During the company’s investors’ day at its Herzogenaurach, Germany, headquarters on Tuesday, CEO Kasper Rorsted laid out an ambitious strategy for the firm’s U.S. growth. Specifically, Adidas’ chief said he expects to see the brand’s revenues climb nearly 50 percent over the next three-plus years to hit $5.3 billion by 2020.
Those results, Rorsted said, will hinge on the firm’s ability to engage athletes and “win in the locker room”; appropriately manage a robust product franchise; aggressively target key markets such as Los Angeles, New York, Atlanta and Chicago; land and sustain prime wholesale partnerships; and, most importantly, execute a second-to-none digital and omni-channel strategy.
“If we don’t get this right, we won’t be successful as a company long-term,” Rorsted said.

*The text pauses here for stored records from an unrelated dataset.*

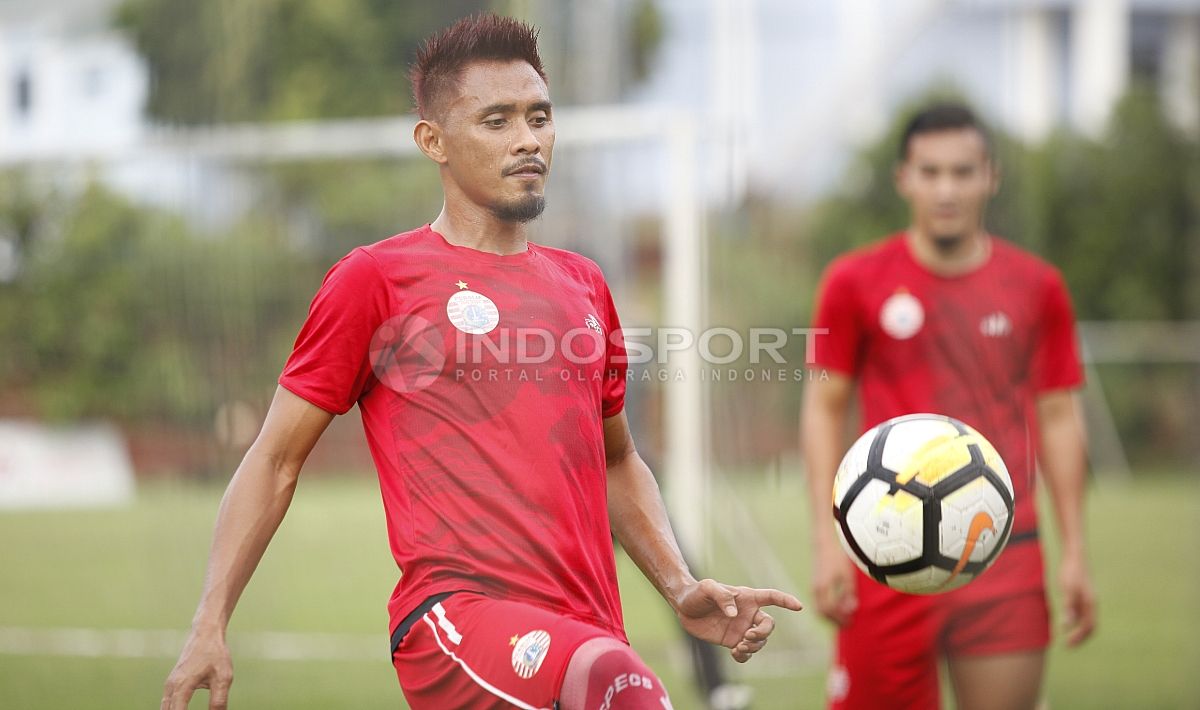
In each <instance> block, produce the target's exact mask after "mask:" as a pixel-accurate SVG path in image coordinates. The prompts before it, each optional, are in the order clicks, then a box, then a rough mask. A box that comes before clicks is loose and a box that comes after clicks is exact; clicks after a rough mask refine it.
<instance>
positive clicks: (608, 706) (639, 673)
mask: <svg viewBox="0 0 1200 710" xmlns="http://www.w3.org/2000/svg"><path fill="white" fill-rule="evenodd" d="M629 688H642V690H643V691H653V690H654V681H653V680H650V676H649V675H642V674H641V673H622V674H620V675H618V676H617V678H614V679H613V680H612V682H611V684H610V685H608V690H606V691H605V692H604V702H602V703H600V705H598V708H596V710H610V709H611V708H612V700H613V698H616V697H617V696H619V694H620V693H623V692H625V691H628V690H629ZM659 704H660V705H662V708H664V710H673V709H672V708H671V698H668V697H667V696H662V697H660V698H659Z"/></svg>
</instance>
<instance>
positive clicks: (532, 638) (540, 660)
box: [512, 630, 550, 679]
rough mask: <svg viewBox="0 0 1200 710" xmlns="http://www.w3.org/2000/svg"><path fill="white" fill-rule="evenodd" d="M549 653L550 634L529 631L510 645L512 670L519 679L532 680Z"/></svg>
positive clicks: (536, 631) (543, 631)
mask: <svg viewBox="0 0 1200 710" xmlns="http://www.w3.org/2000/svg"><path fill="white" fill-rule="evenodd" d="M548 651H550V633H547V632H545V631H541V630H538V631H530V632H529V633H527V634H524V636H522V637H521V638H518V639H517V642H516V644H514V645H512V670H514V672H515V673H516V674H517V675H520V676H521V678H526V679H528V678H533V676H534V674H535V673H538V669H540V668H541V662H542V661H545V660H546V654H547V652H548Z"/></svg>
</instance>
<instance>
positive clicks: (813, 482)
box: [800, 383, 847, 547]
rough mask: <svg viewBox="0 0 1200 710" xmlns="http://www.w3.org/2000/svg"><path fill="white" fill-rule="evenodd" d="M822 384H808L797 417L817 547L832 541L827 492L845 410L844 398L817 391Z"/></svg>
mask: <svg viewBox="0 0 1200 710" xmlns="http://www.w3.org/2000/svg"><path fill="white" fill-rule="evenodd" d="M824 385H826V383H811V384H809V385H808V387H806V391H805V393H804V413H803V417H802V419H800V449H802V451H803V453H804V465H805V470H806V474H808V486H809V501H810V504H811V507H812V515H811V518H810V519H811V521H812V542H814V544H816V546H817V547H822V546H827V544H834V543H835V537H834V531H833V509H832V503H830V500H832V495H830V492H832V491H833V480H834V474H835V473H836V470H838V463H839V446H838V443H839V441H841V440H842V437H844V433H845V432H844V428H845V426H846V425H845V422H846V414H847V402H846V401H845V398H842V397H828V396H827V393H823V392H820V391H818V389H820V387H822V386H824Z"/></svg>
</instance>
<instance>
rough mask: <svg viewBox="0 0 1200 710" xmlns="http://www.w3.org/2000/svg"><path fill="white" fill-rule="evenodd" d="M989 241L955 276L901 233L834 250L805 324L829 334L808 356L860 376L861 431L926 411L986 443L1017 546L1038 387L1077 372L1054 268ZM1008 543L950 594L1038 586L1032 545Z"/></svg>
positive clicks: (1024, 518) (1077, 370) (1069, 330)
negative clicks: (1012, 523) (1031, 555)
mask: <svg viewBox="0 0 1200 710" xmlns="http://www.w3.org/2000/svg"><path fill="white" fill-rule="evenodd" d="M989 242H990V246H991V254H990V255H989V259H988V261H986V263H984V264H983V265H982V266H979V267H978V269H976V270H974V271H971V272H968V273H965V275H961V276H955V277H942V276H938V275H935V273H932V272H931V271H929V270H926V269H925V267H924V266H922V265H920V264H919V263H917V260H916V259H914V258H913V257H912V253H911V252H910V248H908V243H907V239H906V236H905V235H904V234H898V235H893V236H890V237H888V239H886V240H883V241H882V242H880V243H876V245H872V246H869V247H865V248H862V249H858V251H854V252H851V253H848V254H845V255H842V257H841V258H839V259H836V260H835V261H834V263H833V264H830V265H829V267H828V269H827V271H826V275H824V278H823V281H822V287H821V290H820V296H818V302H817V311H816V318H815V323H814V325H815V326H816V327H827V329H829V333H828V335H823V336H820V337H817V338H816V363H817V366H818V367H826V368H830V369H834V371H838V372H841V373H845V374H848V375H851V377H854V378H856V379H857V380H858V383H859V396H860V402H862V413H863V422H862V428H863V431H866V429H869V428H870V427H872V426H875V425H877V423H880V422H882V421H884V420H888V419H890V417H894V416H900V415H904V414H913V413H919V411H929V413H936V414H944V415H949V416H953V417H956V419H959V420H962V421H964V422H966V423H968V425H971V426H972V427H974V428H976V429H978V431H979V432H980V433H982V434H983V435H984V437H986V438H988V439H989V440H990V441H991V443H992V444H995V446H996V449H997V451H998V452H1000V455H1001V457H1002V458H1003V459H1004V463H1006V464H1007V465H1008V470H1009V474H1010V475H1012V477H1013V487H1014V489H1015V507H1016V512H1015V516H1014V523H1013V532H1012V540H1013V541H1014V542H1016V543H1018V544H1020V541H1028V538H1030V537H1032V536H1033V535H1036V531H1037V511H1036V509H1034V495H1036V488H1034V481H1033V475H1034V468H1036V467H1034V461H1036V453H1037V438H1038V429H1037V423H1036V419H1034V417H1036V409H1034V404H1036V398H1037V395H1038V393H1039V392H1045V391H1050V390H1058V389H1066V387H1074V386H1078V385H1079V384H1080V383H1081V381H1082V371H1081V367H1080V363H1079V353H1078V347H1076V341H1075V329H1074V317H1073V314H1072V307H1070V300H1069V296H1068V295H1067V290H1066V287H1064V284H1063V282H1062V278H1061V276H1060V275H1058V272H1057V270H1055V269H1054V267H1052V266H1050V265H1048V264H1045V263H1044V261H1042V260H1040V259H1038V258H1036V257H1033V255H1032V254H1028V253H1026V252H1024V251H1021V249H1019V248H1018V247H1015V246H1012V245H1010V243H1008V242H1006V241H1004V240H1002V239H998V237H989ZM1014 552H1015V550H1013V549H1009V550H1006V553H1004V554H1002V555H1001V556H1000V559H998V560H997V561H996V565H995V566H994V567H992V568H991V570H989V571H988V572H986V573H985V574H983V576H980V578H979V579H978V580H976V582H973V583H971V584H970V585H967V586H965V588H962V589H961V590H958V591H956V592H952V594H962V595H967V596H990V595H1003V594H1012V592H1015V591H1021V590H1028V589H1033V588H1040V586H1042V584H1043V582H1042V562H1040V555H1036V559H1027V560H1022V559H1021V558H1028V556H1030V555H1028V554H1026V553H1016V554H1010V553H1014ZM1019 562H1021V564H1019Z"/></svg>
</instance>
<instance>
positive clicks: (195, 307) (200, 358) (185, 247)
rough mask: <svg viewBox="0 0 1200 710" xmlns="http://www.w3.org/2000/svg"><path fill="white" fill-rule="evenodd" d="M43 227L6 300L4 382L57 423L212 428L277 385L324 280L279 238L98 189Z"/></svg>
mask: <svg viewBox="0 0 1200 710" xmlns="http://www.w3.org/2000/svg"><path fill="white" fill-rule="evenodd" d="M37 221H38V222H41V223H42V224H43V227H42V229H41V230H40V231H38V233H37V234H36V235H35V236H34V237H31V239H30V240H29V243H28V249H26V251H25V253H24V254H23V255H24V265H23V270H22V272H20V273H19V275H18V277H17V278H16V279H14V281H13V282H12V283H10V284H5V285H4V287H2V290H0V294H2V299H0V336H2V337H0V339H2V341H4V342H5V343H7V344H8V345H7V347H6V350H7V354H8V357H7V359H6V360H7V363H8V366H7V368H6V369H5V371H2V372H0V383H2V384H4V385H5V386H6V387H7V389H8V390H10V391H11V390H13V389H19V390H24V391H26V392H28V393H29V395H30V396H31V399H32V401H34V403H35V407H36V409H37V413H38V414H40V415H42V416H44V417H48V419H56V420H71V419H78V417H85V416H106V417H118V419H120V420H125V421H131V420H140V421H160V422H163V423H166V422H175V423H180V425H187V423H194V422H204V423H206V422H208V421H210V417H211V413H212V411H214V410H215V408H216V407H217V405H218V404H220V403H221V402H222V401H223V399H224V398H226V397H230V396H234V395H238V393H239V392H238V390H239V389H240V395H241V396H242V397H245V396H248V395H246V392H254V391H258V390H260V389H262V387H263V384H264V383H269V381H271V379H274V375H275V374H276V373H277V369H278V367H280V365H281V362H282V357H283V355H286V344H287V342H288V341H289V338H290V337H292V336H294V332H295V329H296V326H298V324H299V323H300V320H301V319H302V315H304V305H305V303H306V302H307V295H306V294H311V291H312V289H313V284H314V283H316V276H317V273H316V272H314V270H312V269H311V267H306V266H305V265H304V264H300V263H299V261H298V260H296V258H295V257H294V255H290V251H289V249H287V248H280V247H281V246H282V245H281V239H280V233H278V230H276V231H275V233H274V234H272V233H271V231H270V230H268V229H262V228H260V225H254V227H251V225H250V224H247V225H245V227H241V228H238V229H235V230H234V231H233V233H230V234H229V235H228V236H226V237H211V239H202V237H198V236H197V235H196V234H193V233H191V231H190V230H188V229H187V227H186V225H185V224H184V222H182V221H181V219H180V218H179V217H176V216H173V215H169V213H166V212H161V211H156V210H146V209H140V207H137V206H134V205H132V204H130V203H127V201H126V200H124V199H121V198H119V197H116V195H114V194H112V193H109V192H107V191H106V189H103V188H101V187H98V186H95V185H92V186H90V187H88V188H85V189H84V191H83V192H82V193H80V194H78V195H71V197H68V195H61V194H59V195H53V197H47V198H46V201H44V204H43V207H42V212H41V213H40V215H38V217H37ZM281 332H286V333H287V337H281V335H280V333H281ZM214 383H222V384H226V385H228V389H227V387H221V386H214Z"/></svg>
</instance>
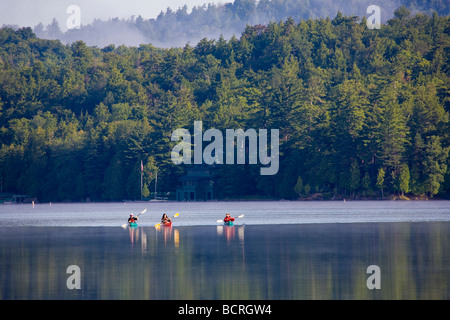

While acknowledging Adidas’ vigorous U.S. expansion — the brand’s revenues advanced 30 percent in the region in 2016, bolstered by an 80 percent gain in originals, 40 percent in running and 25 percent in U.S. sports — Rorsted came short of praising the short-term growth, highlighting that his focus is farsighted.
“A high percentage rate is a reflection of what the starting position is,” the CEO said. “It’s easier to have a high-percentage growth when you have a low starting position.”
He added: “What we should not do is try to get a quick resolution to our situation in the U.S. … We’re not in a short-term race here; we’re in a long-term race.”
Rorsted — who joined the firm in October, replacing Herbert Hainer — said he’s looking to digital as the best way to accelerate the brand’s relationship with consumers.
In a CNBC interview today, Rorsted doubled down on his comments regarding a ramped-up digital focus: “It’s clear that the younger consumer engages with us predominately over the mobile device,” he said. “Digital engagement is key for us; you don’t see any TV advertising anymore.”
Adidas’ chief also said during the investors’ day that the brand will target more premium shelf space in U.S. retailers Foot Locker, The Finish Line and Dick’s Sporting Goods.